Por João de Jesus Paes Loureiro
É um boi que chamo de carnavalizado e que, ao mesmo tempo, assumiu o processo que, na literatura, depois de Oswald de Andrade, passou a se chamar de antropofagia. Trata-se, portanto, de uma manifestação de arte pública antropofágica carnavalizada. Antropofágica na medida em que se alimentou e se alimenta das influências do carnaval e da mídia. Carnavalizada, porque se exibe portando aspectos semiológicos, simbólicos e plásticos que são próprios do carnaval. Mário de Andrade, que viajou até nossa região no começo do século, disse, passando pela frente de Parintins, que era extraordinário ver como tudo se enchia de entes, de deuses, de seres indescritíveis por detrás. Sobretudo se, no longe em frente, havia uma volta de rio.

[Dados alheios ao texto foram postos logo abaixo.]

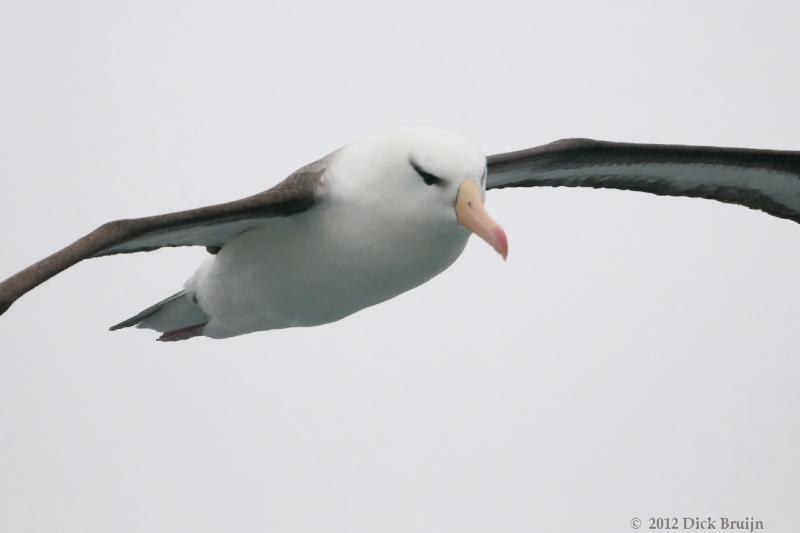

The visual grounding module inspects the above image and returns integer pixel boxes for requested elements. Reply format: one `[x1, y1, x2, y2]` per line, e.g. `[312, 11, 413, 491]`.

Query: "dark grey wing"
[0, 159, 326, 314]
[486, 139, 800, 222]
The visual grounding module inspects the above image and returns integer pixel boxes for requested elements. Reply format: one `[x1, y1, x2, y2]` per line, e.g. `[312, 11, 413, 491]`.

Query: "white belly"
[192, 203, 469, 338]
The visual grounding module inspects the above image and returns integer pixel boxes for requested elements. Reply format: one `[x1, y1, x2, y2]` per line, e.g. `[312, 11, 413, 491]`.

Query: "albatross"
[0, 128, 800, 341]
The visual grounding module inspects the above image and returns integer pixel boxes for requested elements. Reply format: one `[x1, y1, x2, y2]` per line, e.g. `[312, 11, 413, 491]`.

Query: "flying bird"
[0, 129, 800, 341]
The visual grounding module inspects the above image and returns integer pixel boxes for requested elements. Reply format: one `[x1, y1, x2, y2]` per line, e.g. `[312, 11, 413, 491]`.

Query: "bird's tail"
[109, 290, 208, 341]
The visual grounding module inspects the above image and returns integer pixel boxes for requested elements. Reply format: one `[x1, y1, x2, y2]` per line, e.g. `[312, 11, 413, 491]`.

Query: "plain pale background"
[0, 0, 800, 533]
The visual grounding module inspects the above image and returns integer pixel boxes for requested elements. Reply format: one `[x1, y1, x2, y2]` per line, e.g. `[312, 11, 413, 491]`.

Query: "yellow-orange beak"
[456, 180, 508, 259]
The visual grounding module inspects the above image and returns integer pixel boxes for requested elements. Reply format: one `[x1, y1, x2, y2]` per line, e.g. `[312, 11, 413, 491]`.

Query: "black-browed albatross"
[0, 129, 800, 341]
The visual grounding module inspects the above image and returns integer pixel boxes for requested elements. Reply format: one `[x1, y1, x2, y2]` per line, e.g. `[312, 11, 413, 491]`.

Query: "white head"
[332, 128, 508, 258]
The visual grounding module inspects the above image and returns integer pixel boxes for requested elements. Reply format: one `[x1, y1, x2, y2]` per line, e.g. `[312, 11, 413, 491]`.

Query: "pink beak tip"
[492, 226, 508, 261]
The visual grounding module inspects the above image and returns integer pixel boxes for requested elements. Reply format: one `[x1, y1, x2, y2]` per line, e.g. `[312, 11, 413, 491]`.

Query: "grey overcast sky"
[0, 0, 800, 533]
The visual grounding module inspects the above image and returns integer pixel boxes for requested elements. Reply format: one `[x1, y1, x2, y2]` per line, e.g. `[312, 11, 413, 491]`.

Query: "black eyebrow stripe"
[408, 159, 446, 187]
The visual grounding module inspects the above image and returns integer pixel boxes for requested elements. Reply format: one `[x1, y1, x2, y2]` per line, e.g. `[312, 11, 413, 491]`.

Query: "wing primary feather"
[486, 139, 800, 222]
[0, 158, 328, 315]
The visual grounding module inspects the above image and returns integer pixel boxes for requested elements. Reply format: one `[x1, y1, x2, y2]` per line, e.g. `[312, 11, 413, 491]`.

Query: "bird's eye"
[410, 160, 445, 185]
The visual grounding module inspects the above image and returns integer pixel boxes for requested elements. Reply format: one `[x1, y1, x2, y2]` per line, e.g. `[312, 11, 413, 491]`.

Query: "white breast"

Ele soube captar muito bem essa qualidade de infinitude, de sobrenaturalidade que a paisagem dos rios amazônicos contém. E é claro que isso está incorporado na paisagem cultural de cada habitante da região. Não são apenas as pessoas das metrópoles que têm uma paisagem cultural incorporada em sua alma, mas o caboclo da beira do rio, o trabalhador do campo e o homem da floresta também. Evidentemente, as pessoas de Parintins incorporaram na paisagem de sua alma esse desejo de infinitude. Daí o boi ter assumido grandiosidade, como se fosse uma prosopopéia, isto é, algo imenso, maior aparentemente do que a própria cidade. Algo que é desmesuradamente maior do que si mesmo.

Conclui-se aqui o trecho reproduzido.